Habían pasado unos años, uno o dos, no sé cuantos verdaderamente, cuando de repente un día nos despertaron a media noche, llevándonos en un camión a un lugar alejado. Todos nos veíamos con ojos caídos, sabiamos a donde íbamos. Después de vivir en espacios pequeños, enfermos, encadenados, maltratados física y mentalmente, mutilados, apenas alimentados para ahorrar costos, sabíamos por fin, que nuestro destino final había llegado.

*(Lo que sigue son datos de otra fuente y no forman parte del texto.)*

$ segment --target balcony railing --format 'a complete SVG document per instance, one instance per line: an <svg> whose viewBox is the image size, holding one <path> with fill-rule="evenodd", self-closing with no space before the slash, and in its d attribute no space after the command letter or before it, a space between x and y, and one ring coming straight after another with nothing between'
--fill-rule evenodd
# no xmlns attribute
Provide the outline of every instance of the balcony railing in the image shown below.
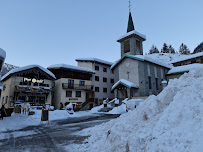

Viajamos en camiones una larga distancia, las intempestades se filtraban tras las ranuras de nuesta nueva cárcel, lluvia, nieve, polvo. Muchos morían en el camino. Pero la falta de humanismo cegaba a los hombres, la falta de respeto por la vida llenaba de desprecio al ser humano, eramos tan sólo un prodcuto. Descendiendo a empujones caminabamos por pasillos que parecían no tener fin, achicandose cada vez más, asfixiandonos, el olor a muerte se snetía en el aire, la sangre pintaba las paredes marcando el color de nuestros temores. Así caminamos en fila india, uno tras otro, a empujones, a golpes.
En un instento vergonzoso de humanismo, se había desarrolaldo un método mas rápido y eficaz para nuestra muerte, con menos sufrimiento según se decía, más humano. Pero ¿quién nos libra de los trabajos forzados? ¿Quién nos libra de la angustia? ¿Quién nos libra del abuso? ¿Quién nos libra de la muerte? ¿Quién puede alzar la voz y gritar libertad para los iguales si nos tienen aquí encerrados? ¿Se harán películas en un futuro gritando nuestro sufrimiento? O ¿Caminaremos siempre los desiguales esta senda de muerte? ¿Existe acaso esperanza alguna?.
Sin más pensamientos, perdido en el éter, caminando automáticamente, no me dí cuenta cuando llegué al final del recorrido. Sólo sentí un golpe en la cabeza y lentamente la luz a mi alrededor se desvaneció hasta oscurecerse todo.
Me llamo Franz, y soy el filete en tu plato que alguna vez fuí una vaca feliz.